Van Opperdoes knikte.
'Wat als iemand in zijn kantoor de sleutels verwisseld heeft, zonder dat Lousman het wist? En een paar andere sleutels in het dossier hangt, zodat het niet opvalt?'
Peter van Opperdoes stak langzaam en bijna plechtig de sleutel in het slot en probeerde hem rond te draaien. Zonder moeite opende het slot zich en ging de deur open.
'Nou ja, het had gekund…' constateerde Van Opperdoes droog en draaide zich om.
Ze liepen de trap af, Van Opperdoes stommelend voorop.
'Weet je…' zei Jacob op een pesterig toontje.
'Nou?'
'Ik bedacht me ineens iets.

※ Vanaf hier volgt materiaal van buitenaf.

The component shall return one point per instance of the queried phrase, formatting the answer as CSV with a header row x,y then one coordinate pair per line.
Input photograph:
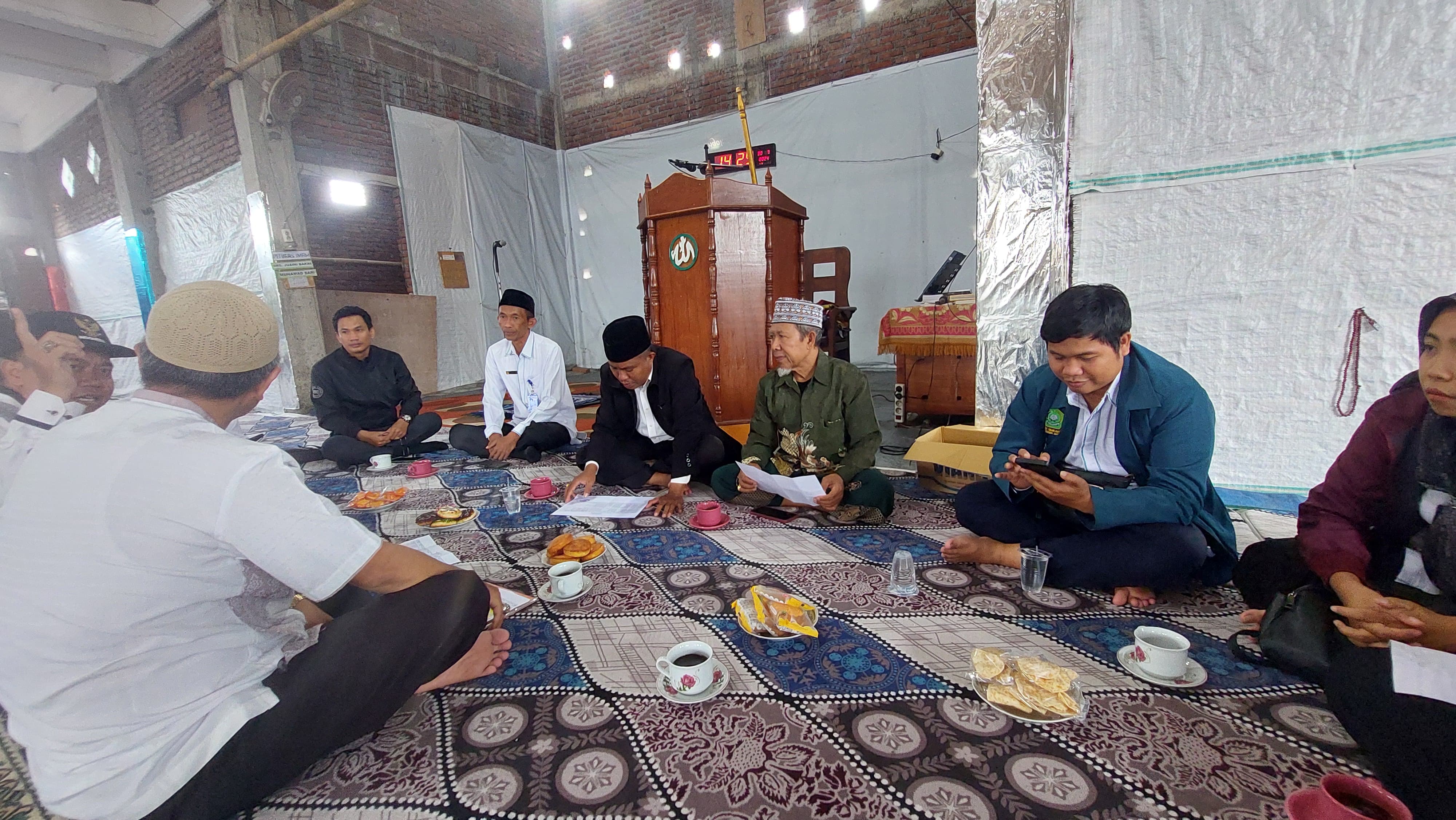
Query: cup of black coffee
x,y
688,668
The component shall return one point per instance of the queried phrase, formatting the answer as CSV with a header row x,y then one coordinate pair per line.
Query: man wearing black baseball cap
x,y
36,382
94,382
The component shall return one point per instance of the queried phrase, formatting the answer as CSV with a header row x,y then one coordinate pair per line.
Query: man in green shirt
x,y
813,416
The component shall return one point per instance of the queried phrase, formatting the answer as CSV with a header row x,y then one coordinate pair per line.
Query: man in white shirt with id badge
x,y
532,369
161,659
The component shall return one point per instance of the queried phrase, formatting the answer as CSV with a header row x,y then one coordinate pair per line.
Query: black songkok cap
x,y
625,339
519,299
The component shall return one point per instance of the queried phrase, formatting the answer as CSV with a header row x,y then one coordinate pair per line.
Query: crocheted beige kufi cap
x,y
213,327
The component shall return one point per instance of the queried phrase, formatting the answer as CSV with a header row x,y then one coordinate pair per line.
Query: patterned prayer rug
x,y
874,719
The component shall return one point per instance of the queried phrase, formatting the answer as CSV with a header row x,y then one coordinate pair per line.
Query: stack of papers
x,y
802,490
604,508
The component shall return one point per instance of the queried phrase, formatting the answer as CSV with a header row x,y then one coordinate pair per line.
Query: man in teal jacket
x,y
1103,406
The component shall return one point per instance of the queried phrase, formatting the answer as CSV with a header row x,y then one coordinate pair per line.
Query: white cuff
x,y
43,410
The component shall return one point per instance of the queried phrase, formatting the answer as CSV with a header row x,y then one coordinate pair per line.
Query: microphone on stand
x,y
496,259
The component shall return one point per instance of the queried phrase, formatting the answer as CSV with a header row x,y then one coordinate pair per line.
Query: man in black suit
x,y
653,427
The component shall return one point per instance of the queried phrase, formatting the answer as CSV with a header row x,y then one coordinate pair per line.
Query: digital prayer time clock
x,y
764,157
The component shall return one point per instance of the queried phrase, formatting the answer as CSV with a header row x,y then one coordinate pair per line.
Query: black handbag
x,y
1294,636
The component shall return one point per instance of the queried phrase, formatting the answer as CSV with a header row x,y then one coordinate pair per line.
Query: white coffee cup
x,y
567,579
1161,653
692,678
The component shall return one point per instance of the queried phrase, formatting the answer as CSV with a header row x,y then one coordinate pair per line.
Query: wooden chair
x,y
836,315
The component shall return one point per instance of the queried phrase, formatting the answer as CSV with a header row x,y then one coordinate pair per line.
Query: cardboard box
x,y
950,458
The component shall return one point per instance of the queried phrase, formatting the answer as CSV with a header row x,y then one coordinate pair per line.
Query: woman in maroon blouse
x,y
1381,532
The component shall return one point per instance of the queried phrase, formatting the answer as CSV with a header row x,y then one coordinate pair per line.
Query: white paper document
x,y
1429,674
513,602
429,547
604,508
802,490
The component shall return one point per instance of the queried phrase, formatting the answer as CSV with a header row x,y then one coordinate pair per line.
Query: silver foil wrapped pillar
x,y
1021,229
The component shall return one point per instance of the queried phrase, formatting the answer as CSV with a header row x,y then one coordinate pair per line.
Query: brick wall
x,y
164,84
171,161
94,202
633,42
355,234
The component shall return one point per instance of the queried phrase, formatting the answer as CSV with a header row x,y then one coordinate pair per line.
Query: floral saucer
x,y
714,690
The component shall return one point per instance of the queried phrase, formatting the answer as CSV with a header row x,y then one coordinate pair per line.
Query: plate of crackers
x,y
1029,688
446,518
376,499
573,547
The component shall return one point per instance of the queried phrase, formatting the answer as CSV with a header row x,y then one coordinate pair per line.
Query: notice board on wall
x,y
452,270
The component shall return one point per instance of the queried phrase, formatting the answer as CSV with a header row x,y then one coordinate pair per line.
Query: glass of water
x,y
1033,570
902,575
512,497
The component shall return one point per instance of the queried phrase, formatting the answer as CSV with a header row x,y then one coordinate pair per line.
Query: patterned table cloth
x,y
874,719
930,330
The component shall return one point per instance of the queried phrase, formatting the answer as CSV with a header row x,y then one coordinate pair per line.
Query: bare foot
x,y
1141,598
486,658
979,550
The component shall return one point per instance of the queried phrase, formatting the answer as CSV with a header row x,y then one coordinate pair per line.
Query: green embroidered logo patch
x,y
1055,419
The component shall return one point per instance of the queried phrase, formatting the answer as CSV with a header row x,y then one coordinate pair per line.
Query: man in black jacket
x,y
368,400
653,427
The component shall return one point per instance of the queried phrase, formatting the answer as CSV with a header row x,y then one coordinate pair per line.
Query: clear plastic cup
x,y
512,499
902,575
1033,570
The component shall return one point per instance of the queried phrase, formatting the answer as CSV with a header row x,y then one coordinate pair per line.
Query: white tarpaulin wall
x,y
203,234
516,196
100,285
1254,173
899,219
464,189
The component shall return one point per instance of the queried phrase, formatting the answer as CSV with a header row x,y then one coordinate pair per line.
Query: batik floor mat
x,y
874,719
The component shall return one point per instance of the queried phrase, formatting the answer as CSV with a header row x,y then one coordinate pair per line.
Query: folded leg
x,y
366,666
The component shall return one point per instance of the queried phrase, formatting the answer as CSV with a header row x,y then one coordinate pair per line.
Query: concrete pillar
x,y
129,176
272,176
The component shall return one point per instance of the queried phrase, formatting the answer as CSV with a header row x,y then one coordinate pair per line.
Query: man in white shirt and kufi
x,y
161,658
532,371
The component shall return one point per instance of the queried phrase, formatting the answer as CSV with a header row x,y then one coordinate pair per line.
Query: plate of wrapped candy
x,y
446,518
775,615
376,499
573,547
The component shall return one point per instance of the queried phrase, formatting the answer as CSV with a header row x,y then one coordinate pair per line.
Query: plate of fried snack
x,y
1029,688
376,499
573,547
775,615
446,518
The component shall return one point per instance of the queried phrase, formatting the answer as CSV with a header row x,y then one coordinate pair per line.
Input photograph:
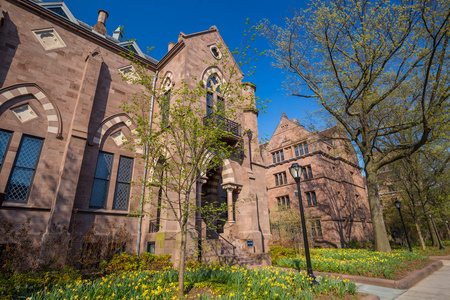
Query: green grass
x,y
221,283
355,262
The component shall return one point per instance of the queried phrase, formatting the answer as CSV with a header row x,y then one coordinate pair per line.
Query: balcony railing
x,y
224,123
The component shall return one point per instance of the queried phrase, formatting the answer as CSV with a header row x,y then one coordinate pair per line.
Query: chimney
x,y
100,26
171,44
117,34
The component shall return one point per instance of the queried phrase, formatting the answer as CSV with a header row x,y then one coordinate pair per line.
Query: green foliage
x,y
131,262
355,262
17,284
223,282
378,69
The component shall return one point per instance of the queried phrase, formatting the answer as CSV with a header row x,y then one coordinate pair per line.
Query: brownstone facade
x,y
332,188
60,127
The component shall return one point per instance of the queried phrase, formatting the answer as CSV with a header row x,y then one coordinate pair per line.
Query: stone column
x,y
198,217
200,184
61,211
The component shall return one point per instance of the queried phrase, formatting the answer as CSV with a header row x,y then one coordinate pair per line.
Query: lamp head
x,y
296,171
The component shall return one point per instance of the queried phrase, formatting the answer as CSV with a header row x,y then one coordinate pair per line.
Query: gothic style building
x,y
332,187
62,159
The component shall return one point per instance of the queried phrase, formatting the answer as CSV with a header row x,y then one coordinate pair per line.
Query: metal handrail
x,y
227,124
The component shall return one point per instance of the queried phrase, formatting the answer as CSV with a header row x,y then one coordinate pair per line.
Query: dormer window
x,y
132,46
214,96
60,8
215,51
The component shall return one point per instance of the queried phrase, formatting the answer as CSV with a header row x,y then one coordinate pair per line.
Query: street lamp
x,y
398,205
296,172
435,230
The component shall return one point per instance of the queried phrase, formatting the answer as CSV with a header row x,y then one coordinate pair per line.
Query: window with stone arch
x,y
214,96
165,101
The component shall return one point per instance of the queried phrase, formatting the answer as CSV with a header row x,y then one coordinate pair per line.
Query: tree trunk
x,y
182,264
379,228
432,232
419,232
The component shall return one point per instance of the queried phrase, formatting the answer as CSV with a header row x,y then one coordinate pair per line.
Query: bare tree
x,y
378,68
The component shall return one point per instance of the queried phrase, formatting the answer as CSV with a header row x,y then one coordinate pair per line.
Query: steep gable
x,y
280,138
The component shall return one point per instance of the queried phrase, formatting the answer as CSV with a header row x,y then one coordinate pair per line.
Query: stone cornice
x,y
317,152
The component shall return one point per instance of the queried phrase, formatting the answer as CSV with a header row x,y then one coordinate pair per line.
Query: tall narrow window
x,y
165,109
123,184
311,198
101,180
213,87
209,103
307,172
24,168
5,137
316,228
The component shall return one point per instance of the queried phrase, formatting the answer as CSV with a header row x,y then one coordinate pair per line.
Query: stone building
x,y
62,159
333,192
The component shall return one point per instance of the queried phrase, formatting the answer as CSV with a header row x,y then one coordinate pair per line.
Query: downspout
x,y
141,204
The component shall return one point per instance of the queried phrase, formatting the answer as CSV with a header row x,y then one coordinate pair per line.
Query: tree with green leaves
x,y
378,68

Misschien hebben we niet alle sleutels. Er zijn er misschien wel nog meer… waar wij het bestaan niet van weten. En de makelaar ook niet.'
'O? En waar zijn die dan?'
'Zal ik je laten zien. Kom maar mee.'
Jacob ging hem voor. Peter van Opperdoes volgde hem, tevreden glimlachend om het initiatief van zijn jonge collega-
Sint Bernardus is een donker, licht naargeestig gebouw aan de Marnixstraat, gelegen naast het hoofdbureau van de politie. Veel van de oudjes die er wonen hebben hun stoel strategisch voor het raam gezet, zodat ze uitzicht hebben op de drukke Marnixstraat, waar taxi's, trams en bussen doorheen razen. Omdat de straat als dé snelweg dwars door Amsterdam wordt gezien, die de stad van oost naar west doorkruist, razen ook politieauto's, ambulances en brandweerwagens met zwaailichten en soms loeiende sirenes dag en nacht voor hun ramen langs. Er is altijd wel wat te zien.
'Kijk nou, ze hebben hem inderdaad in zijn stoel de Goudsbloemdwarsstraat uit gedragen en hier zo neer geplant,' fluisterde Jacob toen ze de kamer van Opa Romein binnenkwamen.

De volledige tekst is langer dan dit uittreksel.